The market regulator’s ruling paves the way for the first foreign direct investment in an Indian carrier after the Government relaxed norms for the sector in 2012.

SEBI added that the two airlines have voluntarily made changes to their commercial co-operation agreement (CCA) to ensure that effective control of Jet will remain with its board and Indian nationals.

“All of these voluntary changes (including deletion of a Schedule I to the CCA, that is, with regard to the Governance Procedures) have been made to ensure that there is absolute certainty that ‘effective control’ of Jet is and continues to vest in Indian nationals and the board of Jet,” SEBI’s wholetime member Rajeev Agarwal said in the 17-page ruling.
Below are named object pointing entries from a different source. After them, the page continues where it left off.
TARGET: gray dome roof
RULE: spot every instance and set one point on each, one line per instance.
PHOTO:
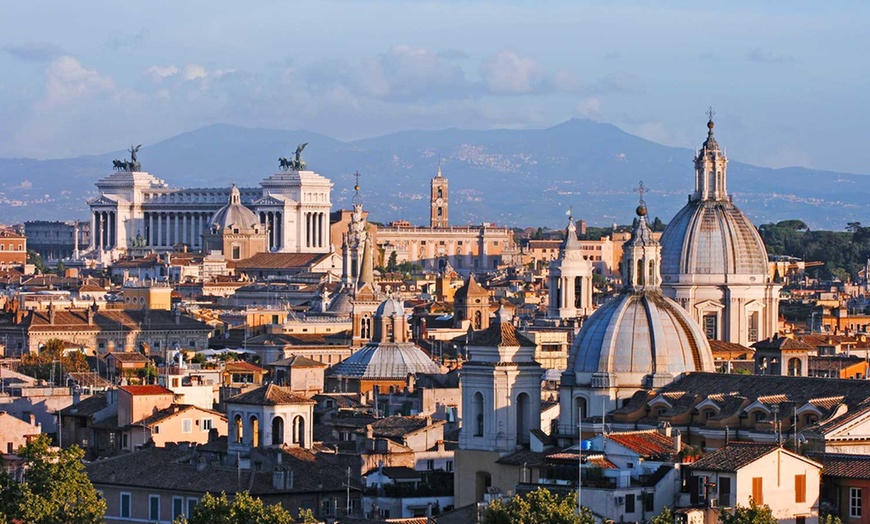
(712, 237)
(386, 360)
(638, 335)
(234, 214)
Amber Dubey, Partner and India head of aerospace and defence at global consultancy KPMG, said: “A welcome decision by SEBI... all the precious man-hours spent by government agencies and regulators on evaluating a subjective concept called ‘control’ in a private corporate entity could have been put to better use”.

SEBI had re-examined the Jet-Etihad deal after the Competition Commission of India had observed that the CCA between the carriers establishes Etihad’s joint control over Jet. In February, the market regulator issued a show-cause notice to Etihad, as part of its takeover code, asking why the Gulf-based airline should not make an open offer to Jet public shareholders.